目に涙を浮かべながら、美雪は声を詰まらせた。僕は部屋からボックス・ティッシュを取ってきて、頷きながら無言で差出した。

「ありがとね。薫、ありがとう」

「いや、別に…」

「本当はね……、私さ…バカみたいなんだけど…敏夫とずっと一緒にいられると思ってたの…、だって三年も続いた事なんて…無かったから…、本当に何だか…ごめん」

 涙はコンクリートにポタポタとこぼれていった。こういう場合、どうすれば良いのか分からなかった僕は、ただただボックス・ティッシュを片手に、晴天の空を見上げた。

 

「ごめんね…、何かさ。今、この瞬間、急に分かっちゃったのよ」

 しばらくの間、僕を置き去りに泣き続けた美雪は、目を拭いながら言った。

「何が?」

「……別れ」

「ああ…」

そう言って僕は泣き顔から目を逸らした。

「そうね…、そうなのよ。別れたのよ」

「大丈夫か?」

「何が?大丈夫よ。今は泣いてるけど、いつかどっかで誰かに逢えるんだから。でしょ?」

「お?ああ、逢えるさ。きっとな」

「きっと、なの?」

「え?ああ…、俺には美雪の未来なんてわかんねぇからな。絶対とは言えねぇよ。でも確かなのは……」

「何?」

「今を乗り越えなきゃならないってこと…話はそっからだ」

 そう言うと、美雪はまたボロボロと泣き出した。僕はもたれたドアに背中を滑らせて座り込み、ティッシュの箱をコンクリートに置いた。
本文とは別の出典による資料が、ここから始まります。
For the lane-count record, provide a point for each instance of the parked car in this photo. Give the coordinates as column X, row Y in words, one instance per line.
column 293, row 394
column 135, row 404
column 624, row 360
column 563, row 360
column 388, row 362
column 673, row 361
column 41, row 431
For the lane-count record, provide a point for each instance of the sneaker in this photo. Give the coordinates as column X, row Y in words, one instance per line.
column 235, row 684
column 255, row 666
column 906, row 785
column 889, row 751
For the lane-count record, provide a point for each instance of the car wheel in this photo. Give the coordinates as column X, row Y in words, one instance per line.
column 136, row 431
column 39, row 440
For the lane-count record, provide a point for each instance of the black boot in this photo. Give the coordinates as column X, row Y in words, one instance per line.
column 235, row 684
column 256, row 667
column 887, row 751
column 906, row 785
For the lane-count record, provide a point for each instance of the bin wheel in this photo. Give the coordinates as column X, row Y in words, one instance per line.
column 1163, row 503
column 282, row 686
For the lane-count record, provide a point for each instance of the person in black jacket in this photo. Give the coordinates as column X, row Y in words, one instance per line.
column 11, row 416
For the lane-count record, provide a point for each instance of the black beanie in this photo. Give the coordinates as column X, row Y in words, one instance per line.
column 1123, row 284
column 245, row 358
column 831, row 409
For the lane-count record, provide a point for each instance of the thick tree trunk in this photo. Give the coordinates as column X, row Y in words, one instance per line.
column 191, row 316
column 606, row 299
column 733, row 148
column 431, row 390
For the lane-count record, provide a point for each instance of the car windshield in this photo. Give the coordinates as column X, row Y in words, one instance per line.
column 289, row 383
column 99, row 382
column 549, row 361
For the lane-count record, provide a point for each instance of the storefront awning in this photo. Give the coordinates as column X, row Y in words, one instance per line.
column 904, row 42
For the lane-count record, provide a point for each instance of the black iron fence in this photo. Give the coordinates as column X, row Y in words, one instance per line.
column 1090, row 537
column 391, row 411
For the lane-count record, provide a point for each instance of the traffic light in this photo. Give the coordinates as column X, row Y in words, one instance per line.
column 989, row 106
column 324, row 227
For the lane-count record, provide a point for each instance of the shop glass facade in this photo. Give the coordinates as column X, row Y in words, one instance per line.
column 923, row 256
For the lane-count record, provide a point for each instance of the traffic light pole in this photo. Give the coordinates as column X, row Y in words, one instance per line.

風に吹かれた涙が、サンダルから覗いている足の指を掠った。

 

 「はい…、ありがと…」

空を見ていた僕はその声に視線を美雪の顔へ戻した。

「もういいかい」

ティッシュを持って立ち上がると、美雪は早速二、三枚をサッと抜き取り目に当てた。

「うん、後は家で、気持ち整理するわ…」

「ああ、まぁ、何かあれば連絡して」

「うん、あ…これ、捨てといて…」

 僕に握りしめていたティッシュを渡して美雪はトボトボと去っていった。階段を下りたのを見届けて部屋へ戻ると、うっすらとした眠気が頭を包んだ。大きく息を吸い込んで、溜め息のように吐き出してから、僕はベッドに潜った。するとすぐに「おい、何やってんだ。始まるぞ」と聞き覚えのない声が頭の中で小さく聞こえた気がした。何だろ?ウトウトと考えている内に、僕は眠った。